According to the 2010-11 Annual Security and Fire Safety Report that the campus police sent out to all the students, the number of criminal offenses and non-criminal incidents occurring on campus decreased by 5.1 percent from the previous year.
“One of the key reasons why our crime rates are lower is because of our emphasis on crime prevention,” Ellison said. “We have called the student body to help us and be our extra eyes…. If you are unsure of something or somebody, just call us.”
Although their main focus is on protecting and serving the campus, the police officers have jurisdiction in Bell County.
This past year they have responded to 64 calls to back up the Belton Police Department in either providing protection for the Belton officer and/or to stabilizing an event until the BPD arrived.
The campus police serve as law enforcement but also as solution finders.
“I would like to describe our team as problem solvers with police powers,” Sargent said. “We are 60 percent non-law enforcement.”
The department urges students to call the police if they have a problem and are unsure whom to contact.
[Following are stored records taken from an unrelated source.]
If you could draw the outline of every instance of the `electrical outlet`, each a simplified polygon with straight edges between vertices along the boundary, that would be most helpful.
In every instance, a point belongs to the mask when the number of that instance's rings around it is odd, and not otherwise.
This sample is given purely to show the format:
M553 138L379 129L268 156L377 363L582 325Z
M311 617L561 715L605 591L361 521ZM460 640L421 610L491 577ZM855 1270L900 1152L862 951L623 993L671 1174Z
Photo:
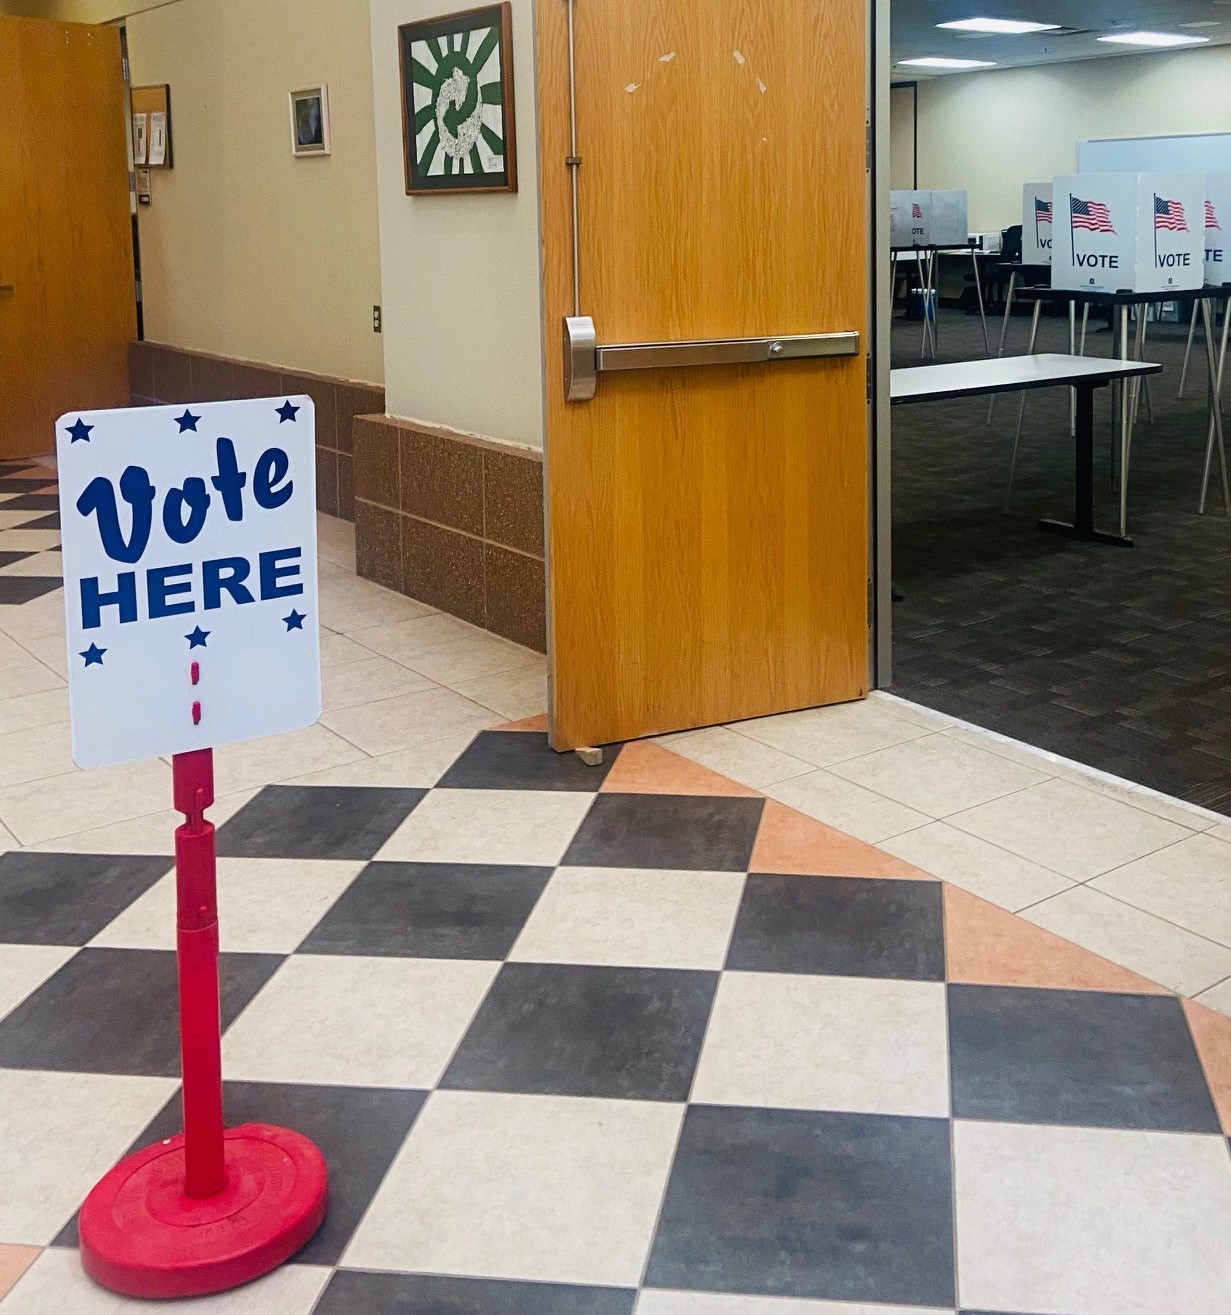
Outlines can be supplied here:
M380 307L379 307L379 306L373 306L373 307L372 307L372 332L373 332L373 333L379 333L379 332L380 332Z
Officers will either get the right contact or take care of the situation.
Senior performance study major Rachel Jeske has been a student worker for the police department for four semesters and has witnessed firsthand how the police officers help people.
“They help the students who are on campus by offering to unlock cars if they leave their keys inside or jump-starting a car if your battery is dead,” she said. “They also help keep students safe by making sure those on campus are supposed to be there.”
While fighting crime and keeping the campus in order is their main responsibility, the officers want students to know they can always approach them and ask any questions.
Ellison said, “Even if the situation isn’t a felony or crime, we are still going to care. We are going to show compassion, and we are going to help.”